The Army has launched a “Hire a Veteran” education campaign aimed at debunking myths about hiring veterans with post-traumatic stress or traumatic brain injury.
Recent research by the Society for Human Resource Management, which is partnering with the Army in the campaign, has shown some employers are concerned about the impact of PTSD and TBI on a veteran’s job performance, as well as the cost of accommodating these veterans in the workplace.
About 42 percent of employers in a SHRM membership survey believe their companies would face challenges in hiring veterans suffering from PTSD or other mental health issues.
“The myth is they’re not going to be successful,” said Tim Isacco, chief operating officer for Orion International, a firm specializing in placing veterans in the private sector, said at a news conference Monday at the National Press Club. “They will be.”
The campaign includes a video and online employer toolkit that can be downloaded at www.wtc.army.mil/employers.
“The first step is to help employers to understand that not all veterans need accommodations,” said Jeff Pons, chief human resources and strategy officer for the society. “And when they do — for PTSD or other disabilities — many of those accommodations can easily be made.”
Only 13 percent of employers were very familiar with resources on where to find veteran job candidates, according to Pon. “That’s not acceptable,” he said.
“Reasonable accommodations for our wounded warriors entering into the workplace are not difficult, expensive or a burden, especially when compared to the value these outstanding individuals bring,” said Brig. Gen.
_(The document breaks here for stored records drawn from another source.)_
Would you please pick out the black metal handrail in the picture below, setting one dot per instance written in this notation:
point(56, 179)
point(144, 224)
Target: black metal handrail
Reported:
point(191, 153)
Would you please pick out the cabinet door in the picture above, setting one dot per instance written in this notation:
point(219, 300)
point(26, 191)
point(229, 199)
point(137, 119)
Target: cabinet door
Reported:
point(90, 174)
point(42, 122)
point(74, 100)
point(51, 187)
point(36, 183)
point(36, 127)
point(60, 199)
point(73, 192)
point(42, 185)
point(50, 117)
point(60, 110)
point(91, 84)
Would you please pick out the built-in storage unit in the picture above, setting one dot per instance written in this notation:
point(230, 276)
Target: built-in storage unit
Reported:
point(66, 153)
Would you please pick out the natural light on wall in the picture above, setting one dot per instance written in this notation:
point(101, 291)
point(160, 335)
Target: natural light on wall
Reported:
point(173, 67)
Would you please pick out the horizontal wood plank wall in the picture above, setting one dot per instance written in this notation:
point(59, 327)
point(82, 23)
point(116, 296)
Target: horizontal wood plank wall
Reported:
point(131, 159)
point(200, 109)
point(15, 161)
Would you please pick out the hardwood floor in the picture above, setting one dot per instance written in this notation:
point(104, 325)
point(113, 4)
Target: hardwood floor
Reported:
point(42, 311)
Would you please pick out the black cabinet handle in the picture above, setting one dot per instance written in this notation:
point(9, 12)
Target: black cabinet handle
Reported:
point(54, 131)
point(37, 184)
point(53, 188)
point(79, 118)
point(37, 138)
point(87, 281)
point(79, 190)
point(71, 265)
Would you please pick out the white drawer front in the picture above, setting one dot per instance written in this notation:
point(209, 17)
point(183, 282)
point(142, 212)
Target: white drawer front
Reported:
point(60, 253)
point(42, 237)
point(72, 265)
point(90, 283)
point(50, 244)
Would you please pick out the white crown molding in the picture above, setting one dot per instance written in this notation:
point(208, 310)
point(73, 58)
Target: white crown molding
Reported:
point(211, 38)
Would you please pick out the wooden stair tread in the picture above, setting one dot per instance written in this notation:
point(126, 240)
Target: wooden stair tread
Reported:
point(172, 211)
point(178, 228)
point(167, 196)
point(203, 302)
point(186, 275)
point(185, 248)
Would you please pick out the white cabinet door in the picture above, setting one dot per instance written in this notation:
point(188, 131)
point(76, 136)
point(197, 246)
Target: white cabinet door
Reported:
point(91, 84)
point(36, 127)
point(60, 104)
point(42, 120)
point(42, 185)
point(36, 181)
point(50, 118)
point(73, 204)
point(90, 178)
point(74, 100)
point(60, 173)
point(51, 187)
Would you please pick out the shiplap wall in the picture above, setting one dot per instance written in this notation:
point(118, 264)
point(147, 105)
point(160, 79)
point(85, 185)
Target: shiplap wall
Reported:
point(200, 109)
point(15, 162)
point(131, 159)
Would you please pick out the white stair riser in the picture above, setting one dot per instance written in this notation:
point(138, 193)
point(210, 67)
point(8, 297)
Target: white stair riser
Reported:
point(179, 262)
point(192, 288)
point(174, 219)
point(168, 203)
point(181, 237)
David J. Bishop, commander of the Army’s Warrior Transition Command.
The campaign is aimed at removing the stigma associated with PTSD and TBI, Bishop said.
“People think it’s some kind of tremendous burden, to the point they can’t even mention the words, like it’s a dirty name,” Isacco said.
Former Army staff sergeant Paul “Rob” Roberts, who suffered serious burns and a traumatic brain injury when his squad was hit by a roadside bomb while on patrol in Chamkani, Afghanistan, in 2009, wanted to continue working for the federal government after retiring from the Army.
With the help of the Army’s Wounded Warrior Program, Roberts was able to land an internship with the Drug Enforcement Agency. “The internship with the DEA taught me that even though I am a little bit slower, I am still a value part of the team,” he said at Monday’s press conference.
“I’m too young to be retired,” added Roberts, 30, who now works for the Federal Bureau of Investigation. “People need a sense of purpose, or they start to shut down and wither away.”